AB: Practically speaking, I wanted to be able to sit down and talk with them. It was also important to work with a company that was small enough to be quality-focused and create the type of product I was envisioning. Three Little Birds was able to do that. They're definitely very successful, but they still operate on a small enough scale that they are extremely focused on the quality of the products that they're making. I’m not interested in having the Perelandra brand on a product I don't feel 100 percent about, and I knew that if they were making it, that I would feel great about it--and I do!
What was the process like?
AB: I reached out to Three Little Birds about six months ago about this idea, but we’ve sold their products for several years now. Basically, I was just thinking about what flavors sounded interesting and I would ask friends, family and staff what they thought. I had the idea of including brownie chunks and a fudge swirl, and one of my managers suggested salted almonds. We all thought that sounded fantastic, so that’s what we went with. I approached Three Little Birds with the vision, told them we have a name and flavor, and that we wanted to give 50 percent of the profits to UNICEF. They immediately through it was really cool and wanted to do it.
Why did you decide to include a charitable component?
AB: An important part of our philosophy is giving back to our community, and it seemed natural to me that a component of our product would incorporate that. The Peaceful Planet name connects with the idea that we wanted to give back to our community and do something to create a more peaceful planet. And that's part of why I chose UNICEF. I feel very strongly that part of creating a more peaceful planet starts with taking better care of children, and I feel that very acutely now that I’m a mother of a toddler. UNICEF really does a lot to help and protect children, particularly those that are in conflict zones, so they are the recipient of the charitable portion of our sales.

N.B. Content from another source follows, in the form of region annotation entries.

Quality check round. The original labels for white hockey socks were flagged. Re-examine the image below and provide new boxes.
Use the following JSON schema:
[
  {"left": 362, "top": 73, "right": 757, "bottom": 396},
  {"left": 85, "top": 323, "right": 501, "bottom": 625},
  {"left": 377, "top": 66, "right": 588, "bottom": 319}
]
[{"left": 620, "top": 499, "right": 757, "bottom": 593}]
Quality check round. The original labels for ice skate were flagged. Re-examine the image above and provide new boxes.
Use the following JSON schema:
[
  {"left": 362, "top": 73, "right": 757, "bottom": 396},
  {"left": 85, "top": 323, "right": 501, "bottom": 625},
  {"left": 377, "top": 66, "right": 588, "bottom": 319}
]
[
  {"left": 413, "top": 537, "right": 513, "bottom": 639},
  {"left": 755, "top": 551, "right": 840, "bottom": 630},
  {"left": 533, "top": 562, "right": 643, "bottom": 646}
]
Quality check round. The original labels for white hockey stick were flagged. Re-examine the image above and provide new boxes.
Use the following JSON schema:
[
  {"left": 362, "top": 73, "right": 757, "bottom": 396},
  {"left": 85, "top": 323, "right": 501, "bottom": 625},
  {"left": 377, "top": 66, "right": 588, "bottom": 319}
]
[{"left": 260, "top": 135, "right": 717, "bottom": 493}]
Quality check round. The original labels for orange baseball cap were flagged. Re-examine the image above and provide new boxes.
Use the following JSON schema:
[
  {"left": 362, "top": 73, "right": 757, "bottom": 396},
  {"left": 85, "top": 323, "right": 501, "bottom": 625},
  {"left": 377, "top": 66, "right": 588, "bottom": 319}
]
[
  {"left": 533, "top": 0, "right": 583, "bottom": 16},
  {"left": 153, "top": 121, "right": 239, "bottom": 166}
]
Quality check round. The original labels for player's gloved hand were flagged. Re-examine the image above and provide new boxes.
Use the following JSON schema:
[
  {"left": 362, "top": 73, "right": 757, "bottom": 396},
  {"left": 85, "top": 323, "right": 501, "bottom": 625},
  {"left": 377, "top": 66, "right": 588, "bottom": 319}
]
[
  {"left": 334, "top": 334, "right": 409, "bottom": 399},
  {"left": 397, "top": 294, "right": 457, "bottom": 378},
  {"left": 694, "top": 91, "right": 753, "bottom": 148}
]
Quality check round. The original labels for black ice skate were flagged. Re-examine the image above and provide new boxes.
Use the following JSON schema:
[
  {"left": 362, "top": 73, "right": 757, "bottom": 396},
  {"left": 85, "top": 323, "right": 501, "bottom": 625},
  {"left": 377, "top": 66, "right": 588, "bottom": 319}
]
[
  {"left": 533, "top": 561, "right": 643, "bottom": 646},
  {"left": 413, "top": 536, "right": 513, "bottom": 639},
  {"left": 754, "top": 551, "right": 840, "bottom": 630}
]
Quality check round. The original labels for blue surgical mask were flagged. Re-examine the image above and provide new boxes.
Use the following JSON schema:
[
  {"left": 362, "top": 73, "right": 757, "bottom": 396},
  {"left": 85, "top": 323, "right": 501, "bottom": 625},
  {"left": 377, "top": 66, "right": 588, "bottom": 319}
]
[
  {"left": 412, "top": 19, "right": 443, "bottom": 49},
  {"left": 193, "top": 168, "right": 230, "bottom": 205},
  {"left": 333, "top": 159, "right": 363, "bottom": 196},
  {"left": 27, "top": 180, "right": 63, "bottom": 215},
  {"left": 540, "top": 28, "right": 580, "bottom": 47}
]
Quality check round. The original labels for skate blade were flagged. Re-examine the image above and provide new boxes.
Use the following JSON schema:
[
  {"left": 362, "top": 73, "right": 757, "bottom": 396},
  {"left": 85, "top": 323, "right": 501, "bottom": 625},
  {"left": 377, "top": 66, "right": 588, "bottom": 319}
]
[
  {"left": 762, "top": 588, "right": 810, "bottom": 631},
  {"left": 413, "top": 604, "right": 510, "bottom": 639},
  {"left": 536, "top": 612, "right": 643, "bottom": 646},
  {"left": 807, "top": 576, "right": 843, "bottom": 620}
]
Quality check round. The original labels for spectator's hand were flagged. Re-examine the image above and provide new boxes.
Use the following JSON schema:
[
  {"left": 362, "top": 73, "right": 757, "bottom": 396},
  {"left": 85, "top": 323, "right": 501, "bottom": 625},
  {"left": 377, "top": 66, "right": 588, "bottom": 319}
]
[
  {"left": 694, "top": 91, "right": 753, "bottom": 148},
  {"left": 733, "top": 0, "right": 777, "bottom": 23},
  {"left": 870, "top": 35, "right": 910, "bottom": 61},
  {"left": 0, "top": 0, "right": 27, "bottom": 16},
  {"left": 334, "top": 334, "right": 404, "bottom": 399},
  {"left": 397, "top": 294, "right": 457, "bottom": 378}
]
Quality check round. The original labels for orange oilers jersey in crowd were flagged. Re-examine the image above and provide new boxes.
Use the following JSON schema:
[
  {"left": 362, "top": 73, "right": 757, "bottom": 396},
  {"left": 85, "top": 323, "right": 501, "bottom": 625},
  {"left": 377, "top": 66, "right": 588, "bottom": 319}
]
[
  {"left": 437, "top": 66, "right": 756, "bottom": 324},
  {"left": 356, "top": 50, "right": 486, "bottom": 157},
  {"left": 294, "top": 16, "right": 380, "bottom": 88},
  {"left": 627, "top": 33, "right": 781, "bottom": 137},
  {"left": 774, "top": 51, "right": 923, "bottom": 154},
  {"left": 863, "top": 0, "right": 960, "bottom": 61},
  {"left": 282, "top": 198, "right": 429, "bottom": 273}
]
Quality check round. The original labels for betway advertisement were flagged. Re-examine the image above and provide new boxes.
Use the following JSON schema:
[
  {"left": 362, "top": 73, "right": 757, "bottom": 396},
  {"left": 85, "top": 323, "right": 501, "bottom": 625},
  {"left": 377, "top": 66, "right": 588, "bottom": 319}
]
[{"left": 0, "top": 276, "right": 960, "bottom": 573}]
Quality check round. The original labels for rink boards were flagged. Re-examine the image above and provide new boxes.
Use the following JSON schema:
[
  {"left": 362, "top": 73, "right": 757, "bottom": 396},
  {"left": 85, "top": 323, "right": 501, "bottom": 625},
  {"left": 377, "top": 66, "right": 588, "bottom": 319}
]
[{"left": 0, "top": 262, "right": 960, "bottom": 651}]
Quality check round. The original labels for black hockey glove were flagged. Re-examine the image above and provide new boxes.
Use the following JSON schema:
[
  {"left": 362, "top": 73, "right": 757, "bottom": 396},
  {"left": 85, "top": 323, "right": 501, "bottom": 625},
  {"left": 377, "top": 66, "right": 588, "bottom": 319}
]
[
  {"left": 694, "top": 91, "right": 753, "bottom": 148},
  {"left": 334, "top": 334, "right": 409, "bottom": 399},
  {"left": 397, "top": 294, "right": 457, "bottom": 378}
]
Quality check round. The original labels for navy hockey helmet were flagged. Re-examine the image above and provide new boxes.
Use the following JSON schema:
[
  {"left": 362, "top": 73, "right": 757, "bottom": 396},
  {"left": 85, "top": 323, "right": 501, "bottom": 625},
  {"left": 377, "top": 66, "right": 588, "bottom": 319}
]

How has shopper response been?
AB: Since it hit shelves in December, the response has been great. Every month, it was either the best selling variety of ice cream that we have from Three Little Birds, or neck-in-neck with the best selling variety.
Why do you think it’s resonating with your shoppers?
AB: It’s just really great! It's a great combination of ingredients and flavors, but also, who doesn't want to feel better about something that they're eating? If you're going to buy ice cream, why not buy some ice cream where a significant portion--50 percent of the money we make on it--is going to an extremely respectable charity that's doing really good things in the world? So you can feel even better about eating ice cream.
This product is “P-approved.” What does that mean?
AB: If a product is P-approved, it means it meets my guidelines to be in the store: there’s no artificial colors, flavors, sweeteners, preservatives, hydrogenated oils or high fructose corn syrup. Those are the basic guidelines.
Another component is the Perelandra Promise. It's something that goes beyond P-approved. It’s our promise to be more thoughtful and critical in the decisions we make regarding the food we sell and the way we do business. A good example of that was last year, when we decided to stop bringing in new items that contain carrageenan. It doesn't mean we don't sell products that contain carrageenan--there are plenty of items on the market that contain it, and it's currently an acceptable ingredient in the National Organic Program. But since I have a degree in biology and a master’s in nutrition, I'm pretty well versed in sifting through research at this point, and the research on carrageenan isn't conclusive, but it’s pretty clear to me that at the very least it is likely to cause inflammation. It makes sense to me to avoid a food additive that would promote inflammation, so I decided to stop bringing in new items that contain it. I’ve actually had one smaller vendor reformulate a product after I discussed my concerns about it with him. That is a good example of the Perelandra Promise. It's not just the basics. I try to be extremely thoughtful about all of the decisions we make, whether it's the food we sell or the way we do business.